Systems Thinking (ST) is a way of looking at the world and how it works. ST has some important things to say about how complex systems work (or don't work) and how to change systems without “unforeseen consequences”. ST can help diverse stakeholders create a shared vision and a shared model of the systems they wish to change.

Experimenting with shared models is like prototyping a new product and much less risky than experimenting with the real system.

ST is also a body of theoretical and practical knowledge. Over the last fifty years or so, ST has grown, diversified and been applied to a wide range of complex problems from ecology to neuroscience. A useful “map” can be found online.


Our ideas for a Systems Thinking Network

Both the RSA and our collaborators and partners are working on a whole range of complex systems change problems. We know, in principle, that ST could provide insights into root causes of problems and ways of designing changes with the best prospects of success. We also have, in our staff and Fellowship network, a huge breadth and depth of knowledge of systems thinking and systems change.

We think a Fellow-led Systems Thinking network would help to make ST the R&D approach of choice for the complex systems change projects. The RSA already uses systems language and concepts and is developing a systemic change programmes and approaches.

Currently however, both inside and outside the RSA, ST approaches are rarely applied to their full potential in practice. Why not? Since feedback and learning are core systems concepts, the new network should reflect on this.

We are very open to ideas and support from colleagues inside and outside the RSA. Our current ideas for ST network activities include:

  • Pooling our knowledge and experience to shape know-how which supports RSA Fellowship initiatives
  • Developing an honest picture of ST benefits, challenges and practical application
  • Sharing the know-how in ways which help non-specialists
  • Maintaining that content over time, based on feedback and learning from its application.

These activities and outputs would bring three main benefits:

  • Directly support the RSA’s action-focused mission
  • Empower stakeholders to tackle their own social challenges
  • And most importantly, reduce the risks of failure when changing complex systems.

The Systems Thinking Network should appeal if you have experience of applying systems thinking and/or you are interested in any of the following:

  • Learning about systems thinking, or applying knowledge about the learning process, or team-based problem-solving
  • Applying systems thinking to real world challenges relevant to the RSA
  • Using various media to convey new knowledge and insights to a wide range of stakeholders
  • Working entrepreneurially - failing forwards, thinking on your feet, sharing ideas openly, changing direction in the light of acquired understanding, developing new models in the light of new understanding.

If you are interested in joining a steering group to support the development and leadership of a network, please complete this form.
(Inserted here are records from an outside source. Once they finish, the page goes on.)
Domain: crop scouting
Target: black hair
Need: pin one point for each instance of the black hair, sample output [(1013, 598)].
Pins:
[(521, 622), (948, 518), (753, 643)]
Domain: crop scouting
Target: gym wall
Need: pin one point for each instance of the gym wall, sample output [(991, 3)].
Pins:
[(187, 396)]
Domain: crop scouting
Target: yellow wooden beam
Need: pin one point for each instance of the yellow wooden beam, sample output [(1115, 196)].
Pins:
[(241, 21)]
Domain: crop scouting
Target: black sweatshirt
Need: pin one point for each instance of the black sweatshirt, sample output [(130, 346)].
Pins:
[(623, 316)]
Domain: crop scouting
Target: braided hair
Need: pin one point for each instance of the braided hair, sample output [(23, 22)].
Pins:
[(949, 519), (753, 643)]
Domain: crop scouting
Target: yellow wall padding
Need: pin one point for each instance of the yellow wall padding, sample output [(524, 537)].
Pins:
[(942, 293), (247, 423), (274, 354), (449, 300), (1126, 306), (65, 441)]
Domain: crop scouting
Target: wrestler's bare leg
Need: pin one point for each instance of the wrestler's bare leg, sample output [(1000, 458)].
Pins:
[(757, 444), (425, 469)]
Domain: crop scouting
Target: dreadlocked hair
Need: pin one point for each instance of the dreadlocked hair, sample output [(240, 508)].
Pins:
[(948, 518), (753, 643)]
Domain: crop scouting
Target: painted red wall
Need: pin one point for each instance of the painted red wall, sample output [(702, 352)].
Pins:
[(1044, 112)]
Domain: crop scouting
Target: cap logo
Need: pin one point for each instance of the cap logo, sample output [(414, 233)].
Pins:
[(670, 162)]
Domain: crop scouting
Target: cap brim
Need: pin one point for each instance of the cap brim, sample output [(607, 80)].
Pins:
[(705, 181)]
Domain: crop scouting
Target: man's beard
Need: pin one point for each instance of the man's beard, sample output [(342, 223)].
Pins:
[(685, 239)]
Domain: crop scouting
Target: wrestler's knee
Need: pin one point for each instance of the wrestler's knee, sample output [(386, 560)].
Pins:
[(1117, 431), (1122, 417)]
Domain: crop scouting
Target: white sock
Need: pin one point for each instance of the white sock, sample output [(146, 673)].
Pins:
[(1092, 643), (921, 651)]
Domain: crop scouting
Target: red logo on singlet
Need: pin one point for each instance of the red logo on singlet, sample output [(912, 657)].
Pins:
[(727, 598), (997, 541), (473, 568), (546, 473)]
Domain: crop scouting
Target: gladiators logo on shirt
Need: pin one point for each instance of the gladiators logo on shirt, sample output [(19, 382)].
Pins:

To find out more about systems-thinking and the potential of a network, book here to attend an online event on March 11th.


Julian Todd FRSA is a climate activist, systems thinker and aspiring entrepreneur. Julian loves working in teams to innovate and to solve problems, having recently retired after more than 25 years as an informatics and change consultant in health and social care.

His background is in science and engineering and he possesses both a strong analytical outlook and a long-term interest in the application of soft and hard systems thinking and tools to complex problems.

Paul Nash FRSA is Black Country born and bred. He spent 35 years working in a variety of roles in local government, including project management. Following this, Paul spent 10 years working for himself as a systems analyst and project consultant, focusing on technology driven change in business.

Post-retirement last year he now volunteers as a Magistrate and as a Parish Councillor, working hard on a neighbourhood plan. He also volunteers some time each week to a local disability network.